A good starting point is to look at The Health and Safety at Work Act 1974 and related statutory instruments, which impose a general duty on employers to ensure, so far as is reasonably practicable, the health, safety and welfare at work of all their employees. This includes a duty to undertake risk assessments and manage activities to reduce the risk factors. In addition, under common law an employer owes a duty of care towards its employees, the breach of which can amount to negligence.
The issue is how far is an employer expected to go to achieve this. Humans may have various different sensitives or issues which may be affected by a wide range of variables in the working environment and it may be impossible to ensure that everyone is not affected in any way. There will be obvious risk factors but air conditioning is unlikely to be one of them as millions of workers work in such environments without any issues. So this is clearly a more individual problem than a clear health and safety risk that can affect the workforce in general.

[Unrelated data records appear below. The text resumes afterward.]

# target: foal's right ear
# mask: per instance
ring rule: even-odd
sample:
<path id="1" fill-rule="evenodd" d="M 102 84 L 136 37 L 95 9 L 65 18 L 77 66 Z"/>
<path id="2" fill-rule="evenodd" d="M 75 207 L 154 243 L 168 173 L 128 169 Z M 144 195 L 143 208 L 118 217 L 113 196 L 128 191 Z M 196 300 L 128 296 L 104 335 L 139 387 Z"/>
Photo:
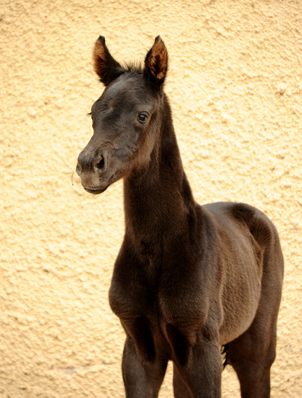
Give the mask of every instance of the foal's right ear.
<path id="1" fill-rule="evenodd" d="M 126 71 L 109 52 L 103 36 L 100 36 L 96 41 L 92 58 L 95 73 L 105 86 Z"/>

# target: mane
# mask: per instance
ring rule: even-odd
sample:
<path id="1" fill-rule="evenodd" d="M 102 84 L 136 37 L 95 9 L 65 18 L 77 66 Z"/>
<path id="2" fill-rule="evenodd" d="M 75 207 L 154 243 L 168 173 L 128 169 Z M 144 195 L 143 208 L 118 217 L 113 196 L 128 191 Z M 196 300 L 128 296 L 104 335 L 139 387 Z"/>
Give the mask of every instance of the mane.
<path id="1" fill-rule="evenodd" d="M 128 71 L 128 72 L 136 72 L 136 73 L 143 73 L 143 66 L 140 61 L 130 61 L 124 62 L 122 66 Z"/>

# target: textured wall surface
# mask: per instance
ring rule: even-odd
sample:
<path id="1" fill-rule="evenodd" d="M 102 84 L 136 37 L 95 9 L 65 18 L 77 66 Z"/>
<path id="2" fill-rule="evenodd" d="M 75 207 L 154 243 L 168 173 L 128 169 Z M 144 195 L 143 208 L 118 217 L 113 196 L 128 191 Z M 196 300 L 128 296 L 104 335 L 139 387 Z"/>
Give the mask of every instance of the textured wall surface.
<path id="1" fill-rule="evenodd" d="M 166 91 L 200 203 L 272 219 L 285 259 L 273 397 L 302 396 L 301 0 L 0 1 L 0 397 L 121 398 L 124 339 L 108 306 L 122 183 L 96 198 L 71 175 L 101 95 L 99 34 L 119 60 L 160 34 Z M 171 370 L 160 392 L 173 396 Z M 224 398 L 238 398 L 231 368 Z"/>

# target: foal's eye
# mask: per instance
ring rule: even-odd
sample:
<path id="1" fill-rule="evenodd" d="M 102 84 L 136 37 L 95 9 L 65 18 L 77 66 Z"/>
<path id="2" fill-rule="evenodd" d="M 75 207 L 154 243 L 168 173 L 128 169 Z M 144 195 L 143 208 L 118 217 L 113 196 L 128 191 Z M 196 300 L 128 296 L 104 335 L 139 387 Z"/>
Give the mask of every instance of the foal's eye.
<path id="1" fill-rule="evenodd" d="M 138 120 L 140 123 L 145 123 L 148 117 L 144 113 L 140 113 L 138 116 Z"/>

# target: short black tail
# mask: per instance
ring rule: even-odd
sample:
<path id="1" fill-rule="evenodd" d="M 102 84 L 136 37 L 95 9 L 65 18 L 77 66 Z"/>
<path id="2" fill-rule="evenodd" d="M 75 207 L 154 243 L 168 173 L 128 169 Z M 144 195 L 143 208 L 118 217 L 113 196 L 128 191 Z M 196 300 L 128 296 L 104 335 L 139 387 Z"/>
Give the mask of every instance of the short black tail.
<path id="1" fill-rule="evenodd" d="M 229 356 L 229 344 L 224 344 L 220 348 L 220 352 L 222 354 L 222 370 L 225 368 L 225 367 L 228 364 L 228 356 Z"/>

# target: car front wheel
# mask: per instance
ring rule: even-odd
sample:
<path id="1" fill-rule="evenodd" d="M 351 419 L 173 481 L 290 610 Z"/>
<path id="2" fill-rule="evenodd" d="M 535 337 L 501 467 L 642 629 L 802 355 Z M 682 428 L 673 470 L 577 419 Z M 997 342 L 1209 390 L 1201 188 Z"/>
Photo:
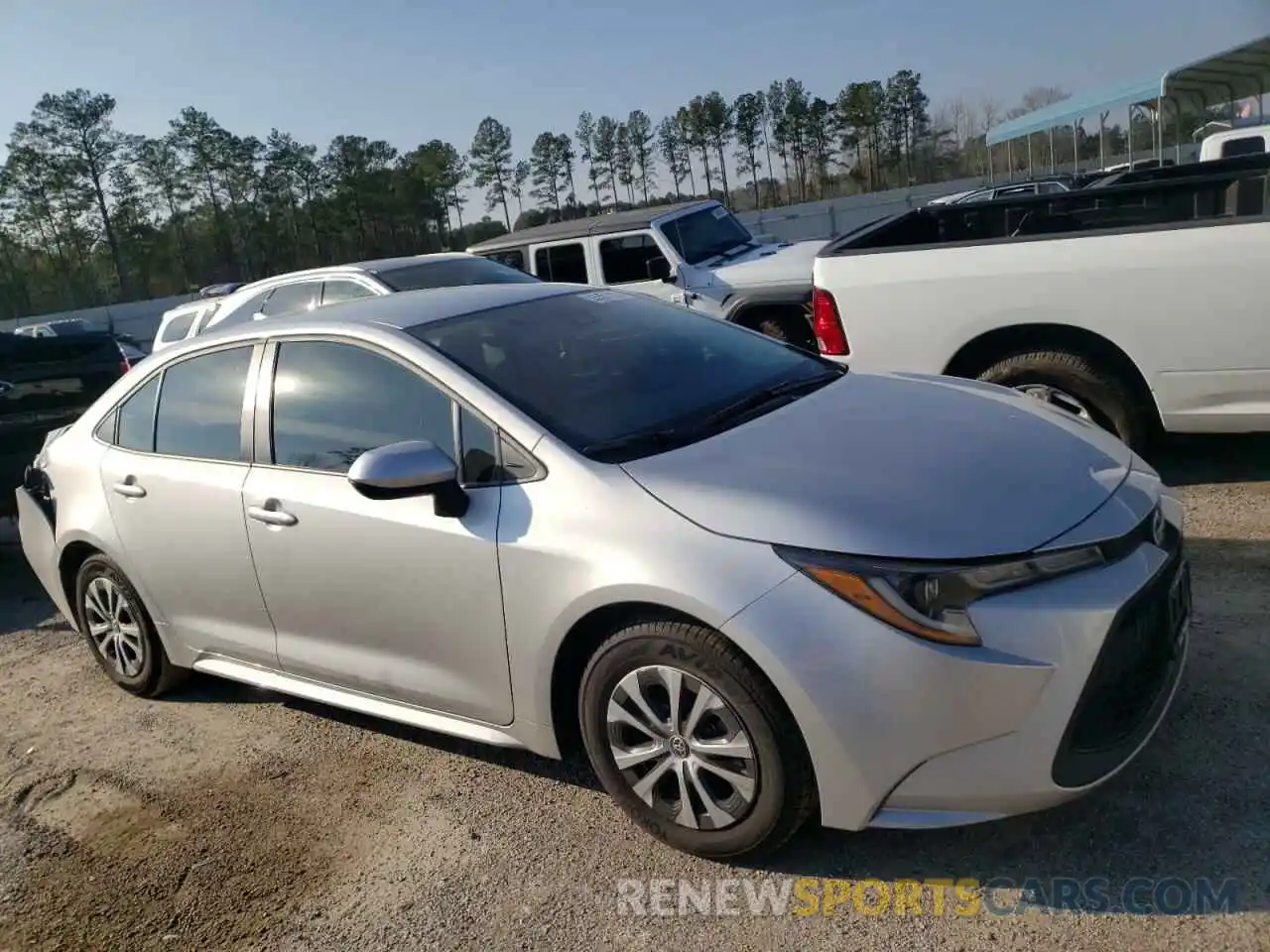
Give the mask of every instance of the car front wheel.
<path id="1" fill-rule="evenodd" d="M 716 859 L 771 852 L 812 812 L 798 725 L 719 632 L 664 621 L 617 632 L 587 665 L 579 707 L 601 783 L 676 849 Z"/>
<path id="2" fill-rule="evenodd" d="M 75 609 L 93 656 L 128 693 L 159 697 L 184 679 L 187 671 L 168 658 L 137 590 L 104 555 L 80 566 Z"/>

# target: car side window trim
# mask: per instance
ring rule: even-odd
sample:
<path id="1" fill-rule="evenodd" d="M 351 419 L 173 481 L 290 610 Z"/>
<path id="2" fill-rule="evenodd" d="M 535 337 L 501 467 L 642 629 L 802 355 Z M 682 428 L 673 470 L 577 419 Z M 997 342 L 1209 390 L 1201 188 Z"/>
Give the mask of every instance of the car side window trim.
<path id="1" fill-rule="evenodd" d="M 121 446 L 118 446 L 118 443 L 114 442 L 114 440 L 118 439 L 118 435 L 119 435 L 119 420 L 118 420 L 118 410 L 119 410 L 119 407 L 123 406 L 123 404 L 127 402 L 133 395 L 138 393 L 142 387 L 145 387 L 147 383 L 150 383 L 150 381 L 157 378 L 157 381 L 159 381 L 159 395 L 161 397 L 161 395 L 163 395 L 164 377 L 166 376 L 166 373 L 168 373 L 168 371 L 170 368 L 177 367 L 178 364 L 185 363 L 185 360 L 193 360 L 197 357 L 206 357 L 207 354 L 216 354 L 216 353 L 220 353 L 222 350 L 236 350 L 236 349 L 248 348 L 248 347 L 251 348 L 251 357 L 250 357 L 250 359 L 248 362 L 246 381 L 245 381 L 244 387 L 243 387 L 243 411 L 241 411 L 241 416 L 240 416 L 240 420 L 239 420 L 239 425 L 240 425 L 240 429 L 239 429 L 239 447 L 240 447 L 241 453 L 243 453 L 243 459 L 212 459 L 212 458 L 203 457 L 203 456 L 175 456 L 173 453 L 159 453 L 159 452 L 155 452 L 155 451 L 128 449 L 127 447 L 121 447 Z M 185 355 L 180 357 L 179 359 L 173 360 L 171 363 L 164 364 L 163 367 L 160 367 L 159 369 L 154 371 L 152 373 L 146 374 L 146 377 L 140 383 L 137 383 L 137 386 L 135 386 L 131 390 L 128 390 L 128 392 L 124 393 L 123 396 L 121 396 L 110 406 L 109 410 L 107 410 L 104 414 L 102 414 L 100 418 L 98 418 L 97 423 L 93 425 L 93 433 L 91 433 L 93 439 L 97 440 L 98 443 L 100 443 L 104 447 L 109 447 L 110 449 L 114 449 L 114 451 L 117 451 L 119 453 L 128 453 L 128 454 L 132 454 L 132 456 L 155 457 L 155 458 L 161 458 L 161 459 L 188 459 L 189 462 L 211 463 L 211 465 L 215 465 L 215 466 L 250 466 L 251 465 L 251 462 L 250 462 L 251 461 L 251 454 L 250 454 L 250 451 L 251 451 L 251 433 L 254 430 L 254 423 L 255 423 L 255 413 L 254 413 L 254 410 L 255 410 L 255 391 L 258 388 L 257 387 L 257 381 L 259 380 L 260 362 L 264 358 L 264 347 L 265 345 L 264 345 L 263 341 L 241 341 L 241 340 L 235 340 L 235 341 L 229 341 L 229 343 L 218 345 L 218 347 L 207 348 L 206 350 L 198 350 L 197 353 L 193 353 L 193 354 L 185 354 Z M 156 419 L 157 419 L 159 402 L 160 402 L 159 400 L 155 401 L 155 418 Z M 102 421 L 107 416 L 109 416 L 110 414 L 116 415 L 114 433 L 112 434 L 114 439 L 112 442 L 107 443 L 105 440 L 102 439 L 102 437 L 99 435 L 98 430 L 100 429 Z M 154 421 L 152 421 L 151 425 L 154 425 Z"/>
<path id="2" fill-rule="evenodd" d="M 483 414 L 476 407 L 471 406 L 465 400 L 461 400 L 450 387 L 436 380 L 431 373 L 424 371 L 415 363 L 403 359 L 400 355 L 392 353 L 391 350 L 378 347 L 371 341 L 354 340 L 352 338 L 343 338 L 335 334 L 296 334 L 296 335 L 278 335 L 272 336 L 267 340 L 262 348 L 260 359 L 253 364 L 254 377 L 249 376 L 248 382 L 253 385 L 255 390 L 254 399 L 251 400 L 251 426 L 250 435 L 248 438 L 250 443 L 250 459 L 253 466 L 268 467 L 271 470 L 287 470 L 290 472 L 310 472 L 321 476 L 331 476 L 335 479 L 347 479 L 344 473 L 339 472 L 324 472 L 323 470 L 310 470 L 302 466 L 283 466 L 273 462 L 273 380 L 274 373 L 278 368 L 278 348 L 281 344 L 301 343 L 301 341 L 321 341 L 326 344 L 344 344 L 347 347 L 357 347 L 367 350 L 378 357 L 387 358 L 410 373 L 419 377 L 424 383 L 434 387 L 439 393 L 450 400 L 450 428 L 453 438 L 453 446 L 458 456 L 455 459 L 455 466 L 458 467 L 460 472 L 460 485 L 465 489 L 488 489 L 490 486 L 508 486 L 517 485 L 522 482 L 536 482 L 537 480 L 545 479 L 547 470 L 542 462 L 530 453 L 517 440 L 512 439 L 502 428 L 499 428 L 493 420 L 490 420 L 485 414 Z M 498 465 L 503 465 L 503 451 L 502 442 L 507 440 L 511 443 L 530 463 L 533 466 L 533 473 L 528 477 L 507 479 L 490 482 L 467 482 L 462 480 L 462 432 L 458 425 L 460 410 L 465 410 L 476 418 L 483 425 L 489 428 L 494 434 L 494 442 L 498 447 Z M 246 414 L 244 413 L 244 419 Z"/>

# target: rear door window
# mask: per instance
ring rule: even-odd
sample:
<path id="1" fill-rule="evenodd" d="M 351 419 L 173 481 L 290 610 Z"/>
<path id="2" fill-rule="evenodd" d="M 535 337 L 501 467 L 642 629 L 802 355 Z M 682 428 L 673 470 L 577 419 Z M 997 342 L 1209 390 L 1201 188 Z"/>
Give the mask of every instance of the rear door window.
<path id="1" fill-rule="evenodd" d="M 599 270 L 606 284 L 652 281 L 648 264 L 662 256 L 662 249 L 648 234 L 622 235 L 599 242 Z"/>
<path id="2" fill-rule="evenodd" d="M 155 449 L 155 404 L 159 397 L 159 374 L 119 405 L 114 444 L 121 449 L 152 453 Z"/>
<path id="3" fill-rule="evenodd" d="M 542 281 L 561 281 L 569 284 L 589 284 L 587 251 L 582 242 L 551 245 L 533 253 L 533 270 Z"/>
<path id="4" fill-rule="evenodd" d="M 356 344 L 284 340 L 273 377 L 273 462 L 344 473 L 368 449 L 425 439 L 455 453 L 450 397 Z"/>
<path id="5" fill-rule="evenodd" d="M 243 396 L 251 347 L 215 350 L 164 371 L 155 420 L 155 452 L 196 459 L 245 462 Z"/>

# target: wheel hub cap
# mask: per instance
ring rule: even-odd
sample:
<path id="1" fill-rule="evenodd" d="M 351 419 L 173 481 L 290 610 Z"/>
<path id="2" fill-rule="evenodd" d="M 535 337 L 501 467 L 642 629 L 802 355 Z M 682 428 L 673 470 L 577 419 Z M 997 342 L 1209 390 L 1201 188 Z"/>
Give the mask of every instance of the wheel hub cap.
<path id="1" fill-rule="evenodd" d="M 146 642 L 137 613 L 110 579 L 98 576 L 84 592 L 84 625 L 88 636 L 116 671 L 136 678 L 146 660 Z"/>
<path id="2" fill-rule="evenodd" d="M 1082 420 L 1092 421 L 1088 407 L 1071 393 L 1059 390 L 1058 387 L 1052 387 L 1048 383 L 1020 383 L 1015 387 L 1015 390 L 1020 393 L 1026 393 L 1034 400 L 1040 400 L 1043 404 L 1049 404 L 1050 406 L 1057 406 L 1059 410 L 1066 410 L 1073 416 L 1080 416 Z"/>
<path id="3" fill-rule="evenodd" d="M 743 820 L 758 759 L 735 711 L 705 682 L 668 665 L 639 668 L 608 698 L 608 749 L 648 806 L 693 830 Z"/>

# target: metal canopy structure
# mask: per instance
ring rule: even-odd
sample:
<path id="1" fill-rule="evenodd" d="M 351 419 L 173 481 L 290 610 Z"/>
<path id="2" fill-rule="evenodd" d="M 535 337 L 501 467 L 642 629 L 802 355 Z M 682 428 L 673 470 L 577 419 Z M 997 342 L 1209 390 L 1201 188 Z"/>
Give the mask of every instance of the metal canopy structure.
<path id="1" fill-rule="evenodd" d="M 988 146 L 1010 142 L 1038 132 L 1049 132 L 1059 126 L 1074 126 L 1085 118 L 1104 118 L 1111 109 L 1121 107 L 1149 105 L 1160 110 L 1166 100 L 1172 104 L 1176 114 L 1184 103 L 1208 109 L 1222 104 L 1233 107 L 1240 99 L 1256 96 L 1259 109 L 1264 110 L 1267 91 L 1270 36 L 1152 77 L 1072 96 L 1017 119 L 1002 122 L 988 129 L 987 141 Z"/>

That does not mean the employer cannot be expected to do anything about it and of course there will be a duty on them to try and deal with it as best as possible. They cannot be expected to withdraw the air conditioning in general so it is about what is available and feasible. This could be placing you in an office which does not have AC, allowing you to work from home, etc. However, if there are no offices that have no AC and it is not practical to create one then they cannot be expected to do this. Similarly, whilst working from home can be an option it would depend on how practical that is and if your work will be affected by it.
Your rights will also depend on whether you are classified as disabled under law (it does not have to be a physical impairment for this to apply) and in that case the employer will have a strict duty to make reasonable adjustments.